NDS Troubleshooting Methods.
Start from a server that contains a Read/Write or Master Replica of ROOT.
At the console prompt of this server type "Time"
The third line from the bottom will say "Time is/is not synchronized to the network"
If time is not synchronized to the network, see TID 2908867 for trouble shooting steps.
Check the version of dsrepair you are using (top middle of screen). If it is earlier than 4.35, immediately get 41nds9 or better and upgrade the ds and dsrepair to the latest released versions. Novell has improved both DS and DSRepair significantly since the release of Netware 4.10.
If you are on 4.35 or later:
Run "Time Synchronization"
If this pauses while running, you may suspect the server it is trying to contact may have communication problems. It could be down, etc.
When this finishes, you will be viewing the dsrepair log file.
On this screen check the following:
1. Check the second column for versions of ds. Make sure all servers are up to 5.01 or later of DS. Make sure all server are on the same versions.
2. Check in the left hand column for extra servers, any missing, any old dead servers still there. If a server is still there that crashed or was removed, see TID 2908056 on removing a server.

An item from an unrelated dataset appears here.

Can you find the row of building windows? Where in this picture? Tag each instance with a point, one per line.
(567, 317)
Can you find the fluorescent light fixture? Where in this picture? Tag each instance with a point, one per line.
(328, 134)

3. Time is in sync? Check the 5th column over to see that all servers say they are in sync. If any aren't, see TID 2908867 for ideas on timesync. If you recently fixed time, give the servers 10 minutes to run their time poll before troubleshooting further. If one server can't get time no matter what you try, check that server's timesync.cfg in the system directory and if needed, use configured sources on it to point it to the reference or single reference in your tree.
4. Check the 4th column for Time Server Types: verify that there exists either single and secondaries OR reference, primaries and secondaries. See TID 2908056 for ideas and sample configurations.
Make sure a single reference or reference time server exists.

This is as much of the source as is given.